En Requiem, filmada en la selva amazónica en 2007, Julian Rosefeldt narra de nuevo, como hizo en Trilogía del fracaso o Asylum, una historia que pone en la palestra nuestro afán de destruir-construir y la permanente inutilidad del trabajo humano. Si en aquéllas instalaciones, también de varias pantallas, éramos los protagonistas visibles de la acción, en esta ocasión lo somos, pero sólo por las consecuencias de nuestros actos. Las proyecciones enfrentadas nos sumergen en la naturaleza salvaje abigarrada y barroca, silenciosa, intimidante. Contemplamos, sin palabras, cómo caen los árboles mutilados en aquélla pantalla y ahora en ésta, y miramos una u otra imagen llamados por el crujido de un tronco y su estruendo al caer.

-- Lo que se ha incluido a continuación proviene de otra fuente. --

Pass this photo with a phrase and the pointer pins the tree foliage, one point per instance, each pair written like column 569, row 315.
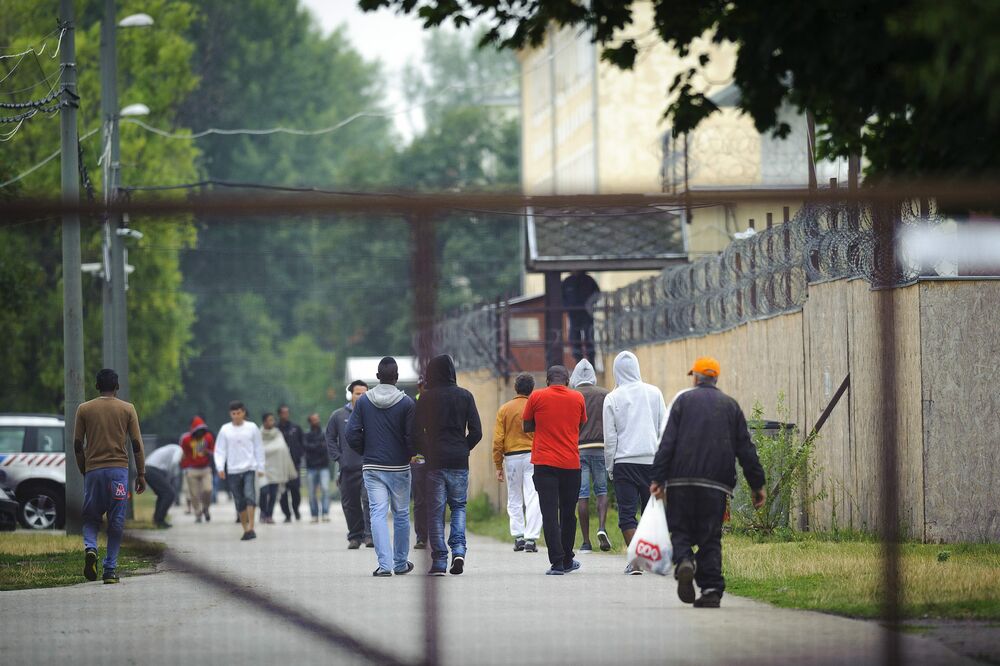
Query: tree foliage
column 910, row 83
column 153, row 69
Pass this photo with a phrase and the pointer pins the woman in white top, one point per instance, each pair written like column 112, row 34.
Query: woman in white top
column 278, row 467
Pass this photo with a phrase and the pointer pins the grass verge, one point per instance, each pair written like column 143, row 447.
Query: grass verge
column 31, row 560
column 832, row 572
column 825, row 573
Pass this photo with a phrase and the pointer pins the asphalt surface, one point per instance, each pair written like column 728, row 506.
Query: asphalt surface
column 296, row 595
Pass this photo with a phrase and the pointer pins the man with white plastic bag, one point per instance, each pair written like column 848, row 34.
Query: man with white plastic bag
column 696, row 467
column 650, row 548
column 635, row 416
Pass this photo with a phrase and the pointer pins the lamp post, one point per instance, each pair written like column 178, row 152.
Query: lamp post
column 115, row 343
column 115, row 326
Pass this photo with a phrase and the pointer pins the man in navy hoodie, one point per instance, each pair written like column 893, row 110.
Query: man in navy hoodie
column 448, row 428
column 380, row 429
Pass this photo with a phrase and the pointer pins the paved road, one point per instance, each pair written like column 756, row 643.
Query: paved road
column 501, row 611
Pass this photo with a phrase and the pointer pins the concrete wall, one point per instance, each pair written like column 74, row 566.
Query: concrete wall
column 946, row 344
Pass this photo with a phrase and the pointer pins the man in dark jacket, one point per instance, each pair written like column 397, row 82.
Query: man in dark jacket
column 353, row 496
column 381, row 430
column 448, row 428
column 317, row 471
column 706, row 433
column 292, row 495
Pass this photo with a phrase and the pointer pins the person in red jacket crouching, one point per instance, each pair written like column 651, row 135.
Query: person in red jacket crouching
column 198, row 446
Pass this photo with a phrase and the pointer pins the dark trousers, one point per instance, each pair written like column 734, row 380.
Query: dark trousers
column 268, row 494
column 694, row 516
column 164, row 490
column 632, row 490
column 558, row 490
column 354, row 500
column 292, row 493
column 418, row 489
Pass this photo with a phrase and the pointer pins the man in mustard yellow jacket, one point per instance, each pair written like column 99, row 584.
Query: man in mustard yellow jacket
column 512, row 457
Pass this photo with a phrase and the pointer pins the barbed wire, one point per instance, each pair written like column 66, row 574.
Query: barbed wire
column 765, row 275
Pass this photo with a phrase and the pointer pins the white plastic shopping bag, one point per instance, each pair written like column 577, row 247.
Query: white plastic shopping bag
column 650, row 549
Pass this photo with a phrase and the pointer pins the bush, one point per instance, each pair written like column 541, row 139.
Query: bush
column 789, row 468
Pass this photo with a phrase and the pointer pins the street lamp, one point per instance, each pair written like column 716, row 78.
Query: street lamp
column 115, row 343
column 136, row 21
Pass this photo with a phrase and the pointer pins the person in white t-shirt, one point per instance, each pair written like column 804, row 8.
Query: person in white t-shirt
column 163, row 468
column 239, row 457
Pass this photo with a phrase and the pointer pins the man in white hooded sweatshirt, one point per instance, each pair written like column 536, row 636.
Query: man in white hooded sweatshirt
column 635, row 416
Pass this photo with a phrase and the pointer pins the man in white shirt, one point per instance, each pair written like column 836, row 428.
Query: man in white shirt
column 239, row 457
column 163, row 467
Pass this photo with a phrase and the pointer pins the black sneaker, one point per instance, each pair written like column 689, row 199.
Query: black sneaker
column 90, row 564
column 685, row 585
column 709, row 599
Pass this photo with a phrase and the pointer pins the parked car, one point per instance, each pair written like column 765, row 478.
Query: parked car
column 8, row 511
column 33, row 468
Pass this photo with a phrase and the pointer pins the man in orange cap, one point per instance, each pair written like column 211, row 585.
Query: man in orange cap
column 696, row 466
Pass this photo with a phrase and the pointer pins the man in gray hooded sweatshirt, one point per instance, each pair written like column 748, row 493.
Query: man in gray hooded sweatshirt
column 635, row 416
column 592, row 469
column 381, row 429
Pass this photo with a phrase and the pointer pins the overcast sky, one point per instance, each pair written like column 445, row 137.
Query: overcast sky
column 383, row 35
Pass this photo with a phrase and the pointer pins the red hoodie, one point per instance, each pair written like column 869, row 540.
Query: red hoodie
column 197, row 453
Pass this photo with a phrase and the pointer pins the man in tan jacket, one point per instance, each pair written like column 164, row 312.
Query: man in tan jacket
column 103, row 427
column 512, row 457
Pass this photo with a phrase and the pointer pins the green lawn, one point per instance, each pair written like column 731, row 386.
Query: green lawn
column 836, row 573
column 31, row 559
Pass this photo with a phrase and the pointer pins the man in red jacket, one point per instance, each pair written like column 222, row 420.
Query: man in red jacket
column 555, row 415
column 198, row 447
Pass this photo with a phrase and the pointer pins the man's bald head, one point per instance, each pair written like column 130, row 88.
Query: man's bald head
column 557, row 374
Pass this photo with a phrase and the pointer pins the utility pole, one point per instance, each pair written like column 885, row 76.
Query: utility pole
column 72, row 275
column 115, row 321
column 109, row 104
column 115, row 282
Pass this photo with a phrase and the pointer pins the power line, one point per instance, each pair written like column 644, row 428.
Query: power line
column 45, row 161
column 317, row 132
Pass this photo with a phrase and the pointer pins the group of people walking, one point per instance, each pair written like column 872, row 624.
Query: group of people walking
column 552, row 447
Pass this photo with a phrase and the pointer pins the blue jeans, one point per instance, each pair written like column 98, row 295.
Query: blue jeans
column 592, row 468
column 105, row 491
column 446, row 486
column 318, row 479
column 389, row 490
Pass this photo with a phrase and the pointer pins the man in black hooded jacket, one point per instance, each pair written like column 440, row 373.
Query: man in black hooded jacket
column 447, row 429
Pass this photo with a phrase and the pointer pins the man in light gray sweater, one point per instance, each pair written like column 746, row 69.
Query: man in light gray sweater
column 635, row 416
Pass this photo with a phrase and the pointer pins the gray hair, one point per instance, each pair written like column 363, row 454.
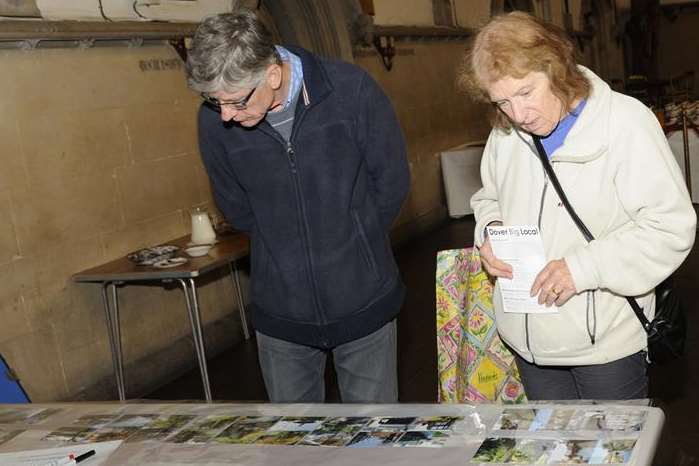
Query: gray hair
column 229, row 52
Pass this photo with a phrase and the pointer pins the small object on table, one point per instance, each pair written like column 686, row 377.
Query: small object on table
column 198, row 251
column 169, row 263
column 149, row 256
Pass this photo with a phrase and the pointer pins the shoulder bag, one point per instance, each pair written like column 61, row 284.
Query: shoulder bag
column 667, row 332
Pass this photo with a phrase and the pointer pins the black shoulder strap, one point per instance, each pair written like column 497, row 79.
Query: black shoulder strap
column 581, row 226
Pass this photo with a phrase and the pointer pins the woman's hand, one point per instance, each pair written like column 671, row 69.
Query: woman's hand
column 494, row 266
column 554, row 284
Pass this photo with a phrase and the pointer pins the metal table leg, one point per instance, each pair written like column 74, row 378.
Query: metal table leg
column 112, row 318
column 239, row 296
column 190, row 293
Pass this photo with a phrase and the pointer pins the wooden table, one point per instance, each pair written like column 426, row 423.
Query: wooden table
column 320, row 434
column 121, row 272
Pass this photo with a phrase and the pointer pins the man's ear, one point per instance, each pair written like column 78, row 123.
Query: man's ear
column 274, row 76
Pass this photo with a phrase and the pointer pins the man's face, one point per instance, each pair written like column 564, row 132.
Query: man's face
column 251, row 113
column 249, row 106
column 528, row 102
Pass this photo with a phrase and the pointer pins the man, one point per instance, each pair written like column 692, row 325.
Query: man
column 305, row 154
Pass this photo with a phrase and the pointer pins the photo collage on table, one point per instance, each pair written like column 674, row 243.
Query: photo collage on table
column 571, row 419
column 353, row 432
column 618, row 426
column 21, row 416
column 502, row 450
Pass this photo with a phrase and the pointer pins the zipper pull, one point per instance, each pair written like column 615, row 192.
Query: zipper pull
column 290, row 153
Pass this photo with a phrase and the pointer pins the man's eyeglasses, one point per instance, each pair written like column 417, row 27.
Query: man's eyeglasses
column 216, row 104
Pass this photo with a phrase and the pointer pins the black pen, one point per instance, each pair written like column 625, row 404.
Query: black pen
column 84, row 456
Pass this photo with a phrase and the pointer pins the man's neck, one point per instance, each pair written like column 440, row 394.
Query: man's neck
column 281, row 94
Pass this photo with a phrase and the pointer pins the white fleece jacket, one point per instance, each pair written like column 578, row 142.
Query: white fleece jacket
column 620, row 176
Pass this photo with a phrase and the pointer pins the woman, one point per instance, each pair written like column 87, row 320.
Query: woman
column 614, row 164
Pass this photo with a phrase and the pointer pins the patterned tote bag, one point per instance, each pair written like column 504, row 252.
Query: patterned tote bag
column 474, row 365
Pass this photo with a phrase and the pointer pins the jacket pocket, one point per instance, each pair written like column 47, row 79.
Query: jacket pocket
column 364, row 246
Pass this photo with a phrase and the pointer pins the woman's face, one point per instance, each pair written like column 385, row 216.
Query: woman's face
column 528, row 102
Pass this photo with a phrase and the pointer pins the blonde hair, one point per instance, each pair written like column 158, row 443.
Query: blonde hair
column 514, row 45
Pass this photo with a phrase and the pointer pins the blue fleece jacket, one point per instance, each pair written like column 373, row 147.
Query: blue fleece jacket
column 318, row 209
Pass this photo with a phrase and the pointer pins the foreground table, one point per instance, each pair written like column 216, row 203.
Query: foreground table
column 120, row 272
column 407, row 434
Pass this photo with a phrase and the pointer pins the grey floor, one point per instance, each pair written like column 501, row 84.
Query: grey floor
column 235, row 374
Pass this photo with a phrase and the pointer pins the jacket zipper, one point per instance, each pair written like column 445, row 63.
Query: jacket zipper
column 526, row 316
column 291, row 156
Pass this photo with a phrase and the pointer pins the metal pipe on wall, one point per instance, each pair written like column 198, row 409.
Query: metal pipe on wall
column 19, row 8
column 82, row 30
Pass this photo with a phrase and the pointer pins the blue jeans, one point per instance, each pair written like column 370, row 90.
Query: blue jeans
column 624, row 379
column 366, row 369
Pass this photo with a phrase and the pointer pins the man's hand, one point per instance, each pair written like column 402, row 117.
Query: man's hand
column 494, row 266
column 554, row 284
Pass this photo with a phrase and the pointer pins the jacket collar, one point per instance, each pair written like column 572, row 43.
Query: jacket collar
column 316, row 85
column 588, row 139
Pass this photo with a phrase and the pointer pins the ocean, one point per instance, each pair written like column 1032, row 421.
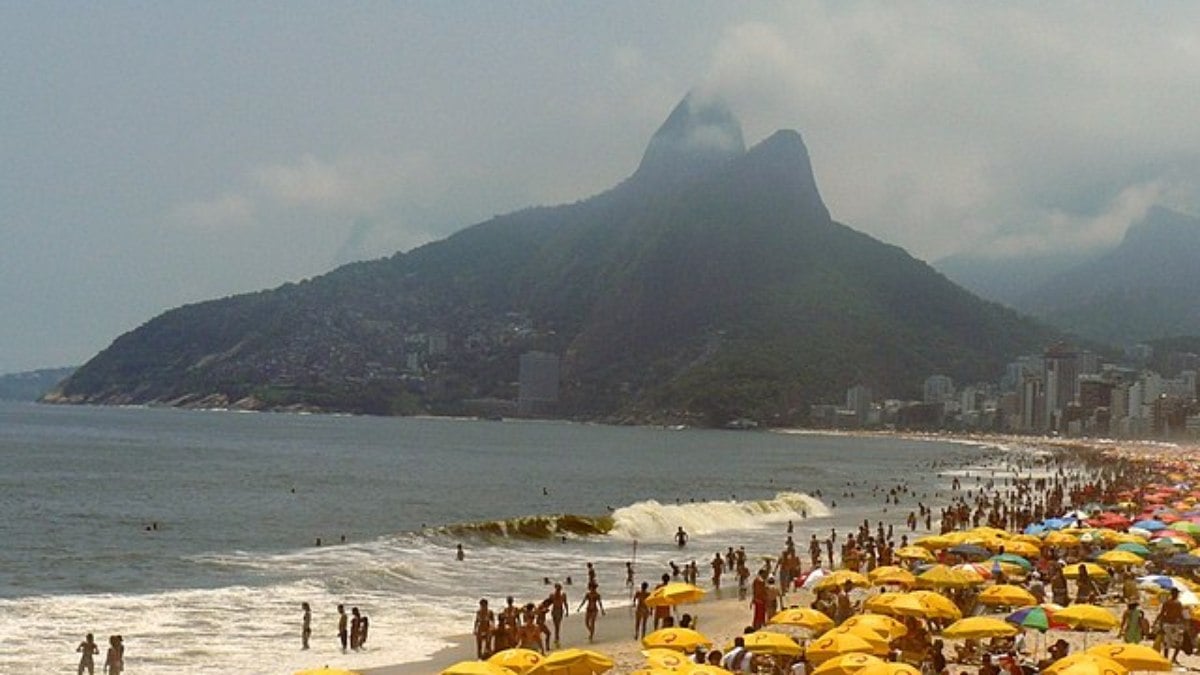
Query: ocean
column 193, row 533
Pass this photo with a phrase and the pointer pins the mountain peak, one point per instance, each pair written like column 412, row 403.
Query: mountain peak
column 699, row 135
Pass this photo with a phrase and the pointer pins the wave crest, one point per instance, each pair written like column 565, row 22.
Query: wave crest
column 655, row 520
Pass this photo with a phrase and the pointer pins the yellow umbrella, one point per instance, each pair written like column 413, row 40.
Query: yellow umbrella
column 915, row 553
column 1134, row 657
column 837, row 579
column 803, row 617
column 683, row 639
column 941, row 577
column 461, row 668
column 670, row 659
column 846, row 664
column 1119, row 557
column 888, row 668
column 892, row 574
column 1007, row 595
column 676, row 592
column 516, row 659
column 942, row 605
column 828, row 646
column 573, row 662
column 775, row 644
column 885, row 626
column 1081, row 663
column 1087, row 616
column 1021, row 548
column 979, row 627
column 1093, row 571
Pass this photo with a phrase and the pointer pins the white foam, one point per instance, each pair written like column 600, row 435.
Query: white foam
column 658, row 521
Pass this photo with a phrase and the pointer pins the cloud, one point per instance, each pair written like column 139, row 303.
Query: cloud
column 982, row 126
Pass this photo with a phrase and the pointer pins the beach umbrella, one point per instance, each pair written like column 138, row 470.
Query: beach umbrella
column 573, row 662
column 1084, row 663
column 665, row 658
column 675, row 638
column 1134, row 657
column 774, row 644
column 516, row 659
column 888, row 668
column 803, row 617
column 461, row 668
column 706, row 669
column 915, row 553
column 676, row 592
column 1120, row 557
column 887, row 627
column 1087, row 616
column 839, row 578
column 1006, row 595
column 942, row 577
column 942, row 607
column 972, row 551
column 979, row 627
column 1134, row 548
column 1039, row 617
column 846, row 664
column 1093, row 571
column 828, row 646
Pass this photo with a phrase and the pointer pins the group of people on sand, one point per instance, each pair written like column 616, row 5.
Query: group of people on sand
column 114, row 658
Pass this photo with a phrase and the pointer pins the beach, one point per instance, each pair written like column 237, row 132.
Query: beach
column 721, row 617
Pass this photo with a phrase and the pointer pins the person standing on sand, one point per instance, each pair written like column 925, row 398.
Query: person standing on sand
column 342, row 623
column 595, row 607
column 641, row 610
column 305, row 626
column 558, row 609
column 88, row 649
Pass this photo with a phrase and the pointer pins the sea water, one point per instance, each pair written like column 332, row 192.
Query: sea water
column 193, row 535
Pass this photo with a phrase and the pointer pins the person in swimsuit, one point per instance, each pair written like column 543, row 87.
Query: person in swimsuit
column 558, row 609
column 305, row 626
column 641, row 610
column 483, row 631
column 595, row 607
column 88, row 649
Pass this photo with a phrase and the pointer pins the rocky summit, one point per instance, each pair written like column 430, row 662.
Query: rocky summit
column 712, row 285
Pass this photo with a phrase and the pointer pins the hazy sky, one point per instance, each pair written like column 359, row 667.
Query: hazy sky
column 161, row 153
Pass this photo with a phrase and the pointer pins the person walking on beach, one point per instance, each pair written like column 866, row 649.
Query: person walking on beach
column 114, row 659
column 343, row 634
column 88, row 649
column 595, row 607
column 305, row 626
column 558, row 609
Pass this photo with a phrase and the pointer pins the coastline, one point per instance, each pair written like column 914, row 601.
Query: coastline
column 724, row 617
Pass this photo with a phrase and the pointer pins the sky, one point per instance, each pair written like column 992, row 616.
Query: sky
column 161, row 153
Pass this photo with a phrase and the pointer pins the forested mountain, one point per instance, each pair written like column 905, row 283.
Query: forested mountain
column 709, row 285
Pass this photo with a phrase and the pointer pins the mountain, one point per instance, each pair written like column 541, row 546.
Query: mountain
column 711, row 285
column 1007, row 280
column 1143, row 290
column 31, row 384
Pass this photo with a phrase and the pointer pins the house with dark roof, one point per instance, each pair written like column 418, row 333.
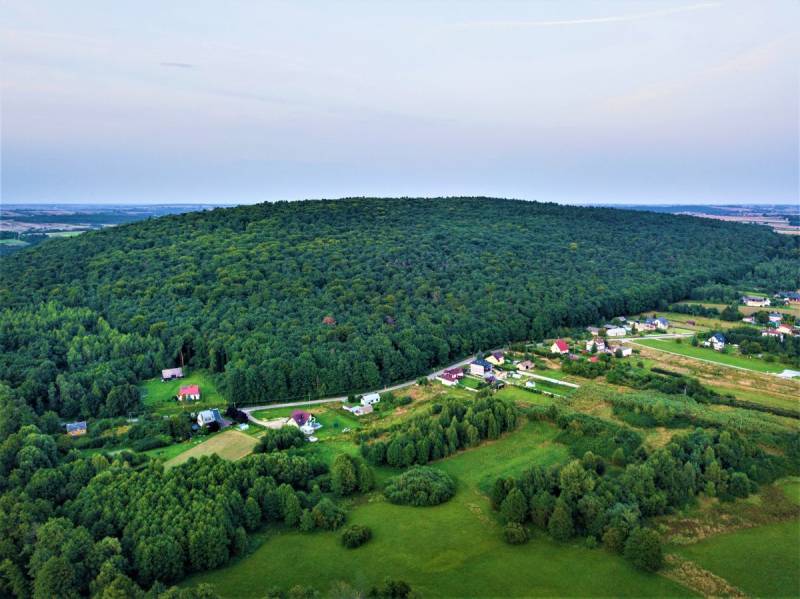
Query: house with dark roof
column 171, row 373
column 76, row 429
column 480, row 367
column 189, row 392
column 496, row 358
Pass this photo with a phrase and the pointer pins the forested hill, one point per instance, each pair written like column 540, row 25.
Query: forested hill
column 289, row 300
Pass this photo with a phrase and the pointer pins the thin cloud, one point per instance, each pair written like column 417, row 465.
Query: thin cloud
column 588, row 21
column 177, row 65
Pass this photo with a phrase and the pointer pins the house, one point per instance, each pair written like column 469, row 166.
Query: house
column 772, row 333
column 448, row 379
column 716, row 341
column 496, row 358
column 597, row 343
column 189, row 392
column 171, row 373
column 451, row 376
column 648, row 324
column 792, row 297
column 751, row 300
column 623, row 350
column 613, row 330
column 209, row 417
column 370, row 398
column 359, row 410
column 480, row 367
column 305, row 422
column 76, row 429
column 525, row 365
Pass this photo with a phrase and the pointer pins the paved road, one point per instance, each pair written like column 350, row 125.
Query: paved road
column 666, row 351
column 343, row 398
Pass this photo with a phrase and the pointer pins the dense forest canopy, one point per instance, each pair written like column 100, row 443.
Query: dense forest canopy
column 292, row 300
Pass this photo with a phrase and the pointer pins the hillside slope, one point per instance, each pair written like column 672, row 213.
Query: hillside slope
column 290, row 300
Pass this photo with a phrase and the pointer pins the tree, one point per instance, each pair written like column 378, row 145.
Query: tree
column 643, row 549
column 252, row 514
column 344, row 476
column 560, row 525
column 514, row 507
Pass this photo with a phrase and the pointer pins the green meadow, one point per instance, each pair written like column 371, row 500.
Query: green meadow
column 705, row 353
column 159, row 397
column 451, row 550
column 762, row 561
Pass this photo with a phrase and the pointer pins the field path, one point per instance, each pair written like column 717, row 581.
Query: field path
column 666, row 351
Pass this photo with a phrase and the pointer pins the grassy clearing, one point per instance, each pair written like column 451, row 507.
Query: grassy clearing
column 451, row 550
column 733, row 359
column 762, row 561
column 159, row 397
column 230, row 444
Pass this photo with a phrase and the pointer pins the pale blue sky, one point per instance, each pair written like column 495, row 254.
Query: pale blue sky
column 199, row 101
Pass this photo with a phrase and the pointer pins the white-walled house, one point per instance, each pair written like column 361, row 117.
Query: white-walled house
column 370, row 399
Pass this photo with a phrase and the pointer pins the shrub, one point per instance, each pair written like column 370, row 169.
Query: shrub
column 356, row 535
column 643, row 549
column 420, row 486
column 515, row 534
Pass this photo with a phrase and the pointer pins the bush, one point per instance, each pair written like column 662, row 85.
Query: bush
column 356, row 535
column 643, row 549
column 515, row 534
column 420, row 486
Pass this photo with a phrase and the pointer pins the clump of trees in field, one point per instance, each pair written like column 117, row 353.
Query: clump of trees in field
column 581, row 499
column 449, row 426
column 420, row 486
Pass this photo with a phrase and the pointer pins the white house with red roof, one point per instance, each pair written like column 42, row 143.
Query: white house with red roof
column 189, row 392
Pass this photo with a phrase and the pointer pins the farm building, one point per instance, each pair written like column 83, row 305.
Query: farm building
column 480, row 367
column 209, row 417
column 370, row 398
column 750, row 300
column 597, row 343
column 496, row 358
column 451, row 376
column 76, row 429
column 171, row 373
column 189, row 392
column 716, row 341
column 613, row 330
column 359, row 410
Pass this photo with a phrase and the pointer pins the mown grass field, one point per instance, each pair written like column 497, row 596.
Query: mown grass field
column 762, row 561
column 452, row 550
column 732, row 359
column 159, row 397
column 229, row 444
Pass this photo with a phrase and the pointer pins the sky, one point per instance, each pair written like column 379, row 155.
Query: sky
column 243, row 101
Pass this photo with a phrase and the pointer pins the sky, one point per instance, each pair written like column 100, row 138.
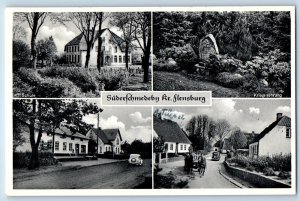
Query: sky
column 248, row 114
column 61, row 34
column 133, row 122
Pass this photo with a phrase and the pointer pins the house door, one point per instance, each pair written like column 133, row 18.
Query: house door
column 76, row 149
column 107, row 61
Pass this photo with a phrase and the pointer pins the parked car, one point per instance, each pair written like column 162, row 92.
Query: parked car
column 215, row 156
column 135, row 159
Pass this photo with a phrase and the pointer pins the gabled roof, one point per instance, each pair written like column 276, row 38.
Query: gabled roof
column 77, row 39
column 283, row 121
column 107, row 135
column 170, row 131
column 63, row 130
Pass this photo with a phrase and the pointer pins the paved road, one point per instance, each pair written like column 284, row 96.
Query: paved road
column 119, row 175
column 212, row 178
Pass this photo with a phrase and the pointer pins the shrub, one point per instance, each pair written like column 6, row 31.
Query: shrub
column 230, row 80
column 22, row 159
column 284, row 175
column 57, row 87
column 81, row 77
column 112, row 78
column 268, row 171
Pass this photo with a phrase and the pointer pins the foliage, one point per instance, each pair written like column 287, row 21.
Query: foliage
column 239, row 34
column 238, row 139
column 230, row 80
column 39, row 115
column 22, row 159
column 277, row 162
column 21, row 55
column 158, row 144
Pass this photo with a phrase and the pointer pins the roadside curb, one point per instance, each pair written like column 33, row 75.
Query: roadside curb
column 63, row 168
column 234, row 182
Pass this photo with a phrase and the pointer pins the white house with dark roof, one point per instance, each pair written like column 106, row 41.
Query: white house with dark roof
column 113, row 52
column 61, row 142
column 106, row 140
column 175, row 139
column 275, row 139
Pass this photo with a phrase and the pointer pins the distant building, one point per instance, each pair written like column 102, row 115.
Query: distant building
column 106, row 140
column 175, row 138
column 275, row 139
column 113, row 51
column 61, row 142
column 207, row 46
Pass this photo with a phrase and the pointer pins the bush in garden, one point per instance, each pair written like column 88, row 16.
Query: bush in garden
column 57, row 87
column 112, row 78
column 284, row 175
column 22, row 159
column 269, row 171
column 230, row 80
column 79, row 76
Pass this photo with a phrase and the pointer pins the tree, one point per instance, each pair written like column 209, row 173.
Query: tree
column 238, row 139
column 19, row 33
column 40, row 115
column 86, row 23
column 18, row 138
column 101, row 18
column 222, row 130
column 46, row 50
column 35, row 20
column 125, row 22
column 21, row 54
column 142, row 35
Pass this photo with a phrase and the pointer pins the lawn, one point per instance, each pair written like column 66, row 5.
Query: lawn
column 173, row 81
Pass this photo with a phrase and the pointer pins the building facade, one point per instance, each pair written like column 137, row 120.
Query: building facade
column 112, row 51
column 273, row 140
column 175, row 139
column 106, row 140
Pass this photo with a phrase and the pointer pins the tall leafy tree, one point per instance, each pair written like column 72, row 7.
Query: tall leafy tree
column 125, row 22
column 86, row 23
column 40, row 115
column 35, row 20
column 142, row 35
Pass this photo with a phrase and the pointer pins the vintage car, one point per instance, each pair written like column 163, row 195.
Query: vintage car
column 135, row 159
column 215, row 156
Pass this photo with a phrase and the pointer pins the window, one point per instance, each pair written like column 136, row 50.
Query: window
column 83, row 148
column 288, row 132
column 70, row 147
column 56, row 145
column 49, row 145
column 64, row 146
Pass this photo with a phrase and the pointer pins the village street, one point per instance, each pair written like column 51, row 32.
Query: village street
column 211, row 179
column 119, row 175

El misterio se desvela en la segunda sala, tras las cortinas, donde una serie de fotografías retratan a los leñadores con sus motosierras: representan el sonido y las caras ausentes en las proyecciones. Rosefeldt nos vuelve a enfrentar a nosotros mismos: hacia dónde vamos, cómo nos relacionamos con nuestro entorno. Ésta es una de las razones para no perderse la exposición.
Al mismo tiempo, en la galería Helga de Alvear podemos ver una muestra de la artista Ester Partegàs. La barcelonesa plantea, bajo el título Colapso cotidiano, una crítica a la sociedad de consumo.